I never seem to own the books that I would like to have. For most of the 26 years of our book group I would purchase the monthly book. But occasionally, probably after a string of less than inspiring reads, my conscience would get the better of me (trees, shelf space, cost) and I would get the next month’s book from the library. Inevitably (it must be a variation of Murphy’s law), that book would be terrific. Such is the case with Patrick McCabe’s The Butcher Boy which we read as a group in 1994. I remember it as a book of great force (it’s hard to forgetan image of a wheelbarrow, body parts, and lye). I was prompted to look for it on my bookshelf because I just finished reading McCabe’s Winterwood, published in 2006. When I picked up Winterwood, I mistakenly assumed that McCabe had not written anything in between but in fact he had published 5 other novels in between.
I guess my first comment about Winterwood would be: is there an Irish novel that does not have child sexual abuse as its touchstone?
In 1981, on assignment from his paper to write an article about “folklore and changing ways in Ireland,” Redmond Hatch returns to his home town of Slievenageeha and meets Auld Pappie Ned, a 70-year-old fiddler who lives outside of town in a tumbledown shack. To the younger townspeople, Ned is a harmless teller of tales and the keeper of their traditions and customs from the past. In succeeding weeks, Hatch returns to interview Ned and learns more about his own past than he bargained for.

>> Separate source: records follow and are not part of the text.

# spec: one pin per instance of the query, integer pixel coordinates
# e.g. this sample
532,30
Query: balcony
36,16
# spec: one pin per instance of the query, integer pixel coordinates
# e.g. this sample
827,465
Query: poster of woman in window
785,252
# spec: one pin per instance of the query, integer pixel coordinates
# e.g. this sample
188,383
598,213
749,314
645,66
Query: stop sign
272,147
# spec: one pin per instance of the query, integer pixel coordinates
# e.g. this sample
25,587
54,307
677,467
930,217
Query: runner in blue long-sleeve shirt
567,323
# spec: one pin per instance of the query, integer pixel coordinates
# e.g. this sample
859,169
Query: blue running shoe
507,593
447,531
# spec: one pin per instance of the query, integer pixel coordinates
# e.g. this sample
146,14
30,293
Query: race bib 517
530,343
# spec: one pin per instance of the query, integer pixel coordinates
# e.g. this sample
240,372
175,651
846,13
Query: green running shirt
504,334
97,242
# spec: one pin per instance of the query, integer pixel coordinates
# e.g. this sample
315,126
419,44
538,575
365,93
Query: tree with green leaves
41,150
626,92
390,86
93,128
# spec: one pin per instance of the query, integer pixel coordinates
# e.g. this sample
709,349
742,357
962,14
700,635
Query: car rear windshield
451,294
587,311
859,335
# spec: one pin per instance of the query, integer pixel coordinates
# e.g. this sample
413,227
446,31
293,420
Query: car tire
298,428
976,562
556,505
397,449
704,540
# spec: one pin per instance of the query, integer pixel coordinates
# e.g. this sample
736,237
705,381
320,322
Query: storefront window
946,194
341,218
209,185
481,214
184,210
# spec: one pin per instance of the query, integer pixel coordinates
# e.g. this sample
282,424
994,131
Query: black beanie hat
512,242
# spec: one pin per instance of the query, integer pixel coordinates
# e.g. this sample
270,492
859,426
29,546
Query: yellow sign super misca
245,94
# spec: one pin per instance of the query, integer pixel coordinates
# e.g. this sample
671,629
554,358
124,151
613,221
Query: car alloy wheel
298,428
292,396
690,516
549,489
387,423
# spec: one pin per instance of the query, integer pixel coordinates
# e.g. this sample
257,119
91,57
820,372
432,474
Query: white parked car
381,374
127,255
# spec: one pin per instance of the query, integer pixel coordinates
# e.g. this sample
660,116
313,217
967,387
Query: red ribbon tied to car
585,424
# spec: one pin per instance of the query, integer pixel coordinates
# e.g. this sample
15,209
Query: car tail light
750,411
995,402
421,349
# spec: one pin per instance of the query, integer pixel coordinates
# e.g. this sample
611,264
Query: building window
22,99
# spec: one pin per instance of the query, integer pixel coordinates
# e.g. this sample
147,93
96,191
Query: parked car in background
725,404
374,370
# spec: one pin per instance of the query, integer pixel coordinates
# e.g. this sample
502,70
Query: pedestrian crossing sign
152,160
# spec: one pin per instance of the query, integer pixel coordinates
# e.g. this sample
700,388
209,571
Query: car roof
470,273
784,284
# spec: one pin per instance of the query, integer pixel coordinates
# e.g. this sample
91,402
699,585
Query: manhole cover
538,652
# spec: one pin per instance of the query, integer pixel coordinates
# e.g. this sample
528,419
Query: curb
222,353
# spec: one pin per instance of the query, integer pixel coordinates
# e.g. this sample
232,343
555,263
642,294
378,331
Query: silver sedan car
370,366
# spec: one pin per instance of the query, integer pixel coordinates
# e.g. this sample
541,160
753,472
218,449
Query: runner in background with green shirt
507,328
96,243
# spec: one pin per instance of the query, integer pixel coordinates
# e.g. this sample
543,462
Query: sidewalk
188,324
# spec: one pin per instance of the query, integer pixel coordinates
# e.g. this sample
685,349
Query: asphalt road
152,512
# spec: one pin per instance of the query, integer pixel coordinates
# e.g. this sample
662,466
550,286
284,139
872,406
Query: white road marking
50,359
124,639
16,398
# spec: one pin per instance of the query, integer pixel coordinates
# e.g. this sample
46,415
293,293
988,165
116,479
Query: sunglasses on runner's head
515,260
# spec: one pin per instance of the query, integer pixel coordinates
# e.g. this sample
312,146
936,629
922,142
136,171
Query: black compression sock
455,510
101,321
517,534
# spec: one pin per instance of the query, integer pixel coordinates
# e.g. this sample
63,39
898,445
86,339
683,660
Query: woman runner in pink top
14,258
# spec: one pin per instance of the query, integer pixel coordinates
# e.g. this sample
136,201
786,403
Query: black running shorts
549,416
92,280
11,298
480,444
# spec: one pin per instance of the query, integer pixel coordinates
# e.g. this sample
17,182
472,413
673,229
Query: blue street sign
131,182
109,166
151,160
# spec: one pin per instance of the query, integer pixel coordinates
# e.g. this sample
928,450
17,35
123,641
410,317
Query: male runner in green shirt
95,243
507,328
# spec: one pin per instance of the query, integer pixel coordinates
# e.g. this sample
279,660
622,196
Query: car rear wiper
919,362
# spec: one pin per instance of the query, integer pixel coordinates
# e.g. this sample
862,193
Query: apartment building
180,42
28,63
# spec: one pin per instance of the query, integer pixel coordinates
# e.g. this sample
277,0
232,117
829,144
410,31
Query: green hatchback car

According to the chapter headings, we are following Redmond chronologically for the next 20 years. But at the same time McCabe takes us back to Ned’s youth and to Redmond’s childhood. In McCabe’s hands it is a masterful technique and makes this book a real page turner with the suspense building to a tragic end. All I can say is: if you are a woman married to an Irishman, think twice before cheating on him.